Ces questions s’expulsèrent d’elles-mêmes hors de ma bouche, coupant la créature dans son monologue. Je n'avais même pas eu le temps d'y penser. La créature s’interrompit. Je n’arrivais as à deviner ses émotions. Dans ses yeux, il restait une étincelle d’infinie gratitude, mais elle vacillait face au travail de l’intellect. Cet instant ne resta pas longtemps en suspens.

 – Je ne sais pas. J'ai toujours vécu dans cet entrepôt, me répondit-elle d'un ton très naturel,   comme si la réponse avait coulé de source.

 – Savais-tu que ce liquide noir allait te donner la parole ?

 – Et toi, qu’es-tu ?

 – Tu n’as pas répondu à ma question.

 – Toi non plus.

C’était un dialogue de sourds. Je peux présumer qu’il connaissait l’effet du liquide de cette flasque sur son organisme, sinon il ne l’aurait pas tant désiré. Aurait-il préféré l’ingurgiter ? Je me décidai à faire un pas vers lui.

 – Je suis un homme.

 – C’est ce que je vois.

 – Cette réponse semble ne pas te convenir.

 – En effet, « homme » est un terme bien vague. Es-tu ce qu’on appelle un « homme bien », un « grand homme », un « homme made », un « homme de Lettres », un « homme encule », un « homme in idées », « un « ohm primordial » ? Tu vois, il y a autant d’hommes, que d’hommes.

Sa tirade me laissa coi.
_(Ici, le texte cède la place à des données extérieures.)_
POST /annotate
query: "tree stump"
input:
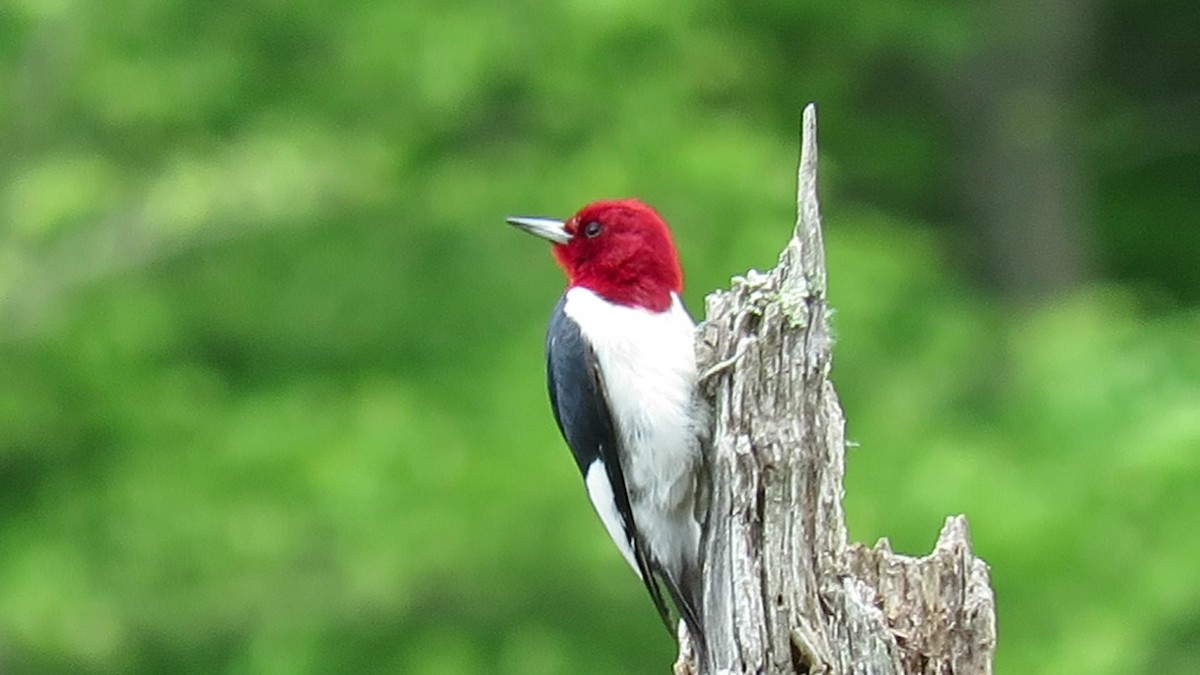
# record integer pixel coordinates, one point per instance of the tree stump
(784, 592)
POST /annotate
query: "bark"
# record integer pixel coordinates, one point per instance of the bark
(784, 592)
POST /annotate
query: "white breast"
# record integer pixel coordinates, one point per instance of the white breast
(648, 364)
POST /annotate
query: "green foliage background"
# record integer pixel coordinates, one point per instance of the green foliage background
(271, 388)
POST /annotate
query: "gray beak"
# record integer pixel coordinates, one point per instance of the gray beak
(544, 227)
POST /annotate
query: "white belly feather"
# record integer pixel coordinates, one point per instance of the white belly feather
(649, 374)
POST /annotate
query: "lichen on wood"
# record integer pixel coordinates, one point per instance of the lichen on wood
(784, 591)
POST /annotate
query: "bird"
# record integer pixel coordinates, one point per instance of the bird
(622, 375)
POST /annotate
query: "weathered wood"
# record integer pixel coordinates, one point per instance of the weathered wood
(784, 592)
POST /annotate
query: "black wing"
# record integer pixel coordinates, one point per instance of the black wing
(581, 410)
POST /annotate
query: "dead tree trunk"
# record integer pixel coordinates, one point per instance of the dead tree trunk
(784, 592)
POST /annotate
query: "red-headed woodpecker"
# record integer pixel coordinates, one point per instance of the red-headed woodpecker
(622, 372)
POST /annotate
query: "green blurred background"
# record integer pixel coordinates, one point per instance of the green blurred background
(271, 389)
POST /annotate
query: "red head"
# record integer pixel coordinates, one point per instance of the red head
(622, 250)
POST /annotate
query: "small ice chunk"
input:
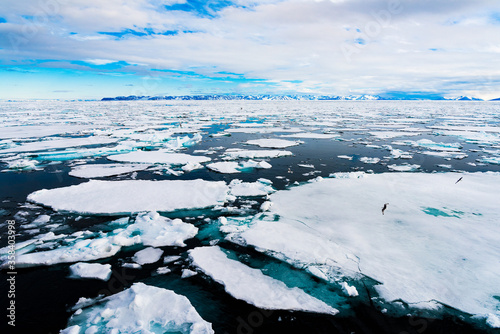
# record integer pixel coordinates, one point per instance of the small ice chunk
(403, 168)
(147, 255)
(141, 309)
(273, 143)
(234, 154)
(163, 270)
(119, 197)
(188, 273)
(160, 156)
(252, 286)
(349, 290)
(368, 160)
(240, 188)
(90, 270)
(103, 170)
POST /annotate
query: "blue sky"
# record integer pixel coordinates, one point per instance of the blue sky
(90, 49)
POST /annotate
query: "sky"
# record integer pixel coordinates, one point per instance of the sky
(89, 49)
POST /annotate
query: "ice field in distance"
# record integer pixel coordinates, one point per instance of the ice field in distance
(299, 183)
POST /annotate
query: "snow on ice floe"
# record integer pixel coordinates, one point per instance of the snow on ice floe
(230, 167)
(273, 143)
(415, 253)
(252, 286)
(312, 135)
(58, 143)
(120, 197)
(104, 170)
(393, 134)
(248, 189)
(160, 156)
(404, 167)
(148, 229)
(90, 270)
(147, 255)
(236, 153)
(139, 309)
(368, 160)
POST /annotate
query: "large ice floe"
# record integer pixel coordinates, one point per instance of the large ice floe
(252, 286)
(120, 197)
(139, 309)
(161, 156)
(104, 170)
(273, 143)
(148, 229)
(90, 270)
(436, 241)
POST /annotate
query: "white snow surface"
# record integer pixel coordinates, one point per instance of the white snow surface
(147, 255)
(273, 143)
(160, 156)
(258, 188)
(120, 197)
(90, 270)
(235, 153)
(252, 286)
(437, 240)
(140, 309)
(103, 170)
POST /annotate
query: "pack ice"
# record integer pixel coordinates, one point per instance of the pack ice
(139, 309)
(121, 197)
(437, 239)
(252, 286)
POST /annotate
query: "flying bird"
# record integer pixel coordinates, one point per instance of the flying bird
(385, 207)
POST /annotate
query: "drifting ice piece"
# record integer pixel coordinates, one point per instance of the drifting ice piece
(438, 239)
(122, 197)
(252, 286)
(90, 270)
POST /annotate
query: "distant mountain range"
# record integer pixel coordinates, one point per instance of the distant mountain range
(262, 97)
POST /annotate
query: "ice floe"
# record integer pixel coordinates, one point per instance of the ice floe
(451, 258)
(231, 167)
(147, 255)
(139, 309)
(120, 197)
(233, 154)
(103, 170)
(148, 229)
(160, 156)
(90, 270)
(251, 285)
(273, 143)
(259, 188)
(311, 135)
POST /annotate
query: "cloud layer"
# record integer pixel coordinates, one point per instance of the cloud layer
(324, 47)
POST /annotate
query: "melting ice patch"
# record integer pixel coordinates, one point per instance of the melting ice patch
(235, 153)
(415, 255)
(149, 229)
(103, 170)
(231, 167)
(160, 156)
(120, 197)
(252, 286)
(260, 188)
(90, 270)
(139, 309)
(273, 143)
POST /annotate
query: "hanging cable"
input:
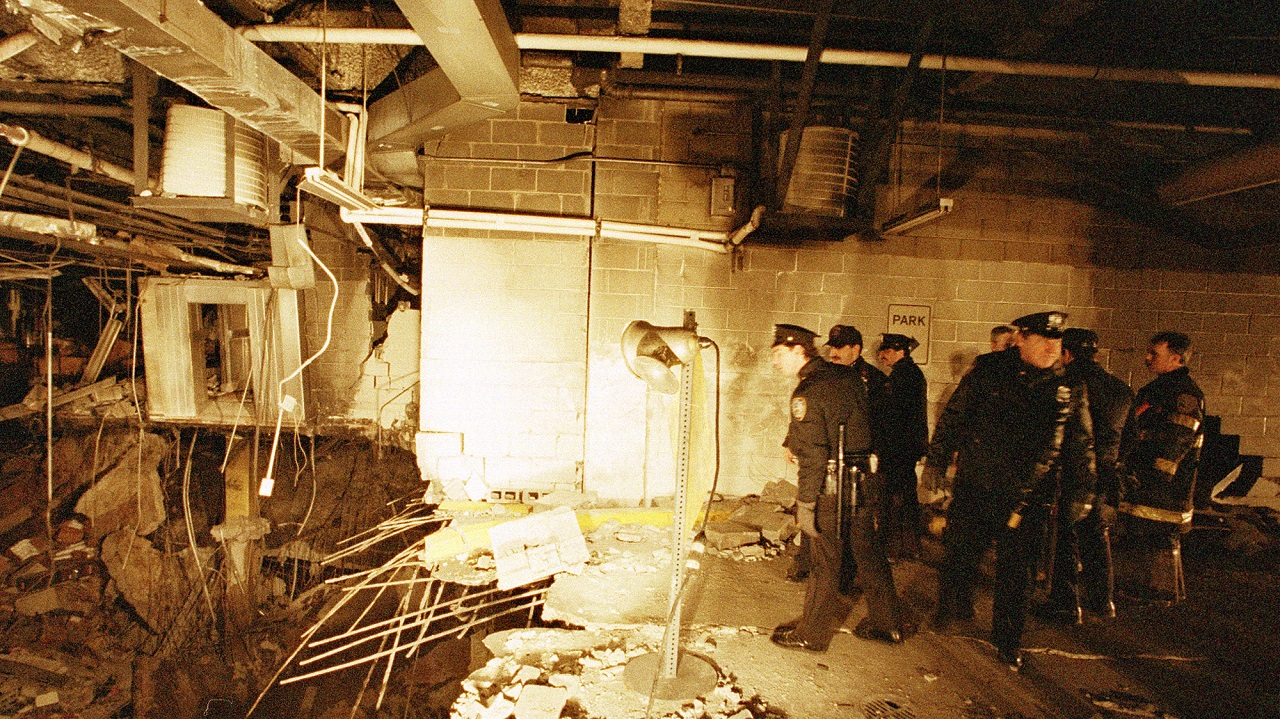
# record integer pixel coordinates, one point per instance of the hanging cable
(286, 401)
(13, 161)
(191, 527)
Je ne compris pas où il voulait en venir. Je ne compris rien. Il semblait sourire.

 – Je ne sais quoi te répondre. Je te propose cette question : que faisons-nous dans cet entrepôt étrange ?

Il ne me répondit pas. Ses yeux semblaient aussi confus que les miens. Aucun son ne sortit de sa bouche dissimulée derrière ses appendices tentaculaires. Je ne pourrais l’expliquer, mais cette créature m’inspirait de la sympathie, une sympathie rare que je n’avais éprouvée pour personne, même pas pour ma compagne que je connais depuis une douzaine d’années. Cette créature, débout au milieu de cet improbable couloir d’entrepôt, me rappelait l’enfant perdu dans ma vie d’adulte.
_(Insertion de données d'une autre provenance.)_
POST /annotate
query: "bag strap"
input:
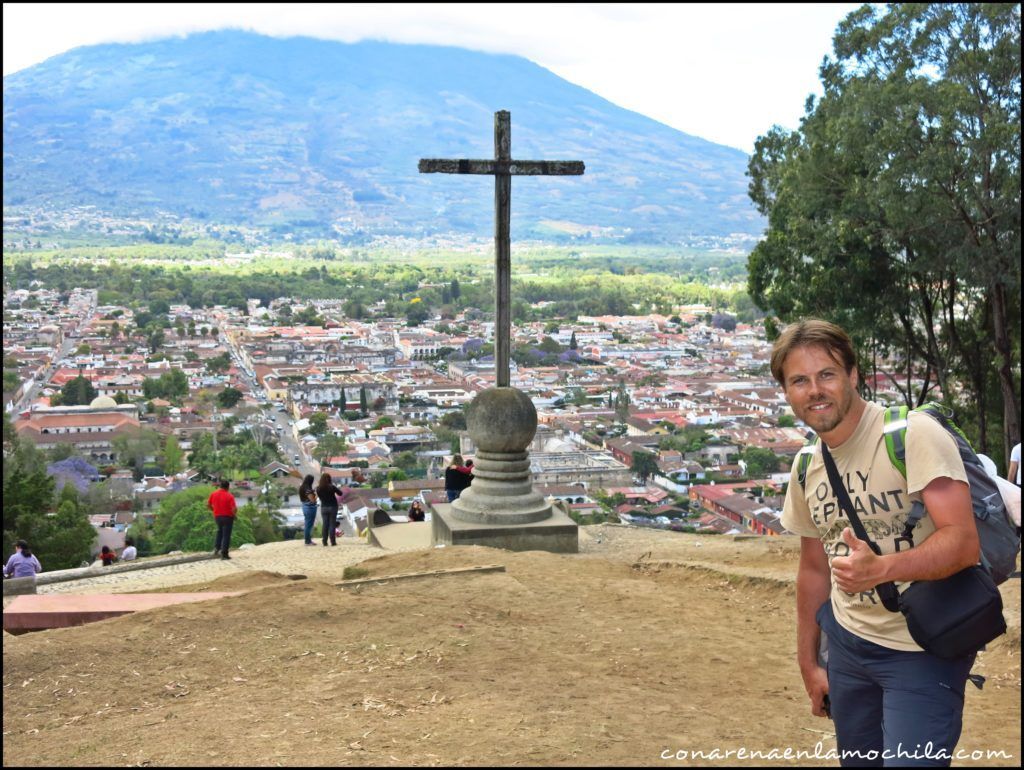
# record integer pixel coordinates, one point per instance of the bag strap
(887, 591)
(894, 429)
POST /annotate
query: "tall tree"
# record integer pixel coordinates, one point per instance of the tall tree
(895, 209)
(78, 392)
(173, 458)
(644, 465)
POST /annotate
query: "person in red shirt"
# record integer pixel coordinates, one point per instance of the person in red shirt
(222, 504)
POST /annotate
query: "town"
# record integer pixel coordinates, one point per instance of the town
(664, 421)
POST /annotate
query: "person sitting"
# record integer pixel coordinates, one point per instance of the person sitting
(416, 512)
(23, 562)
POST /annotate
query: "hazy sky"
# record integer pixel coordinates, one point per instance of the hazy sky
(721, 72)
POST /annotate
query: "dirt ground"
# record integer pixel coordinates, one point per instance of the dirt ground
(644, 645)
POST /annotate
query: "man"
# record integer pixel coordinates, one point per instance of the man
(889, 698)
(222, 504)
(130, 551)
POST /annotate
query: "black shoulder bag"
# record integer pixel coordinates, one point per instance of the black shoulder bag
(949, 617)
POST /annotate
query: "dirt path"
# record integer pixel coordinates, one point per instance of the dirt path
(644, 643)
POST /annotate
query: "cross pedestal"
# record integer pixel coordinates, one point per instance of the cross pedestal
(502, 509)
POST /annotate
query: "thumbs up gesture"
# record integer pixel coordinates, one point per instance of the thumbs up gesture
(861, 569)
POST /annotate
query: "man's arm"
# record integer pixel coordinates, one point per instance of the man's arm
(952, 547)
(813, 587)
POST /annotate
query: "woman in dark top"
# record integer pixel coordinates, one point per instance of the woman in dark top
(308, 497)
(416, 512)
(329, 495)
(457, 477)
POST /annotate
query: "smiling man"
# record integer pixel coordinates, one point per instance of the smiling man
(889, 698)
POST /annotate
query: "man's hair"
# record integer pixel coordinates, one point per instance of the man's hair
(812, 332)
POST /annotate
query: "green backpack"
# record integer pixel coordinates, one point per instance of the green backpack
(999, 539)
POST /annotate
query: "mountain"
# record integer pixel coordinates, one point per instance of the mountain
(300, 133)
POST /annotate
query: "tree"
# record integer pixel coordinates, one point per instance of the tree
(644, 465)
(760, 462)
(78, 392)
(218, 365)
(404, 460)
(172, 460)
(136, 448)
(622, 403)
(904, 181)
(317, 423)
(725, 322)
(192, 526)
(455, 420)
(228, 397)
(330, 445)
(155, 337)
(416, 312)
 – Tu te sens perdu au milieu de ces vieilles caisses ? me questionna-t-il après un certain temps uniquement emplis de silence.

 – Je sais que je dois trouver quelque chose ici, mais je ne sais pas quoi, ni ne sais où.

 – Alors pourquoi la chercher ?

 – Parce que je sais qu'une fois que je l'aurais trouvée, je pourrais sortir d'ici en toute tranquillité.

 – Et si c'était moi que tu cherchais ?

 – Non, impossible, je ne sais même pas ce que tu es. Et on ne va pas dans un entrepôt pour trouver une créature, enfin, une personne, enfin, quoi que tu sois.

Il parut quelque peu s’offusquer, pris un air très sérieux et me tourna le dos. Je ne pouvais que deviner qu’il réfléchissait ardemment à une réponse à me donner. Ses tentacules gigotaient toutes dans la même direction, soumises aux vents brassés par ses réflexions intérieures. LE tableau me troubla et m’inquiéta. Un ange passa, je voudrais dire presque littéralement, caché dans la poussière qui se souleva. Un rire vint de nulle part. La créature se tourna, leva sa tête et me fit face ; avait-elle encore grandit ? Elle me fixa droit dans mes yeux et me dit : « Je suis ce que je veux bien être, toi, tu es ce que tu as décidé d’être, un chercheur. ». Il se tourna à nouveau, cette fois-ci, il semblait vouloir me montrer son dos. Vu de ce point-là, les tentacules prenaient des aspects de dreadlocks. L’odeur d’herbe imprégna presque aussitôt la poussière. Il me rappelait vaguement une sculpture exotique que j'avais vu en voyage, à moins que ce ne soit dans une brocante.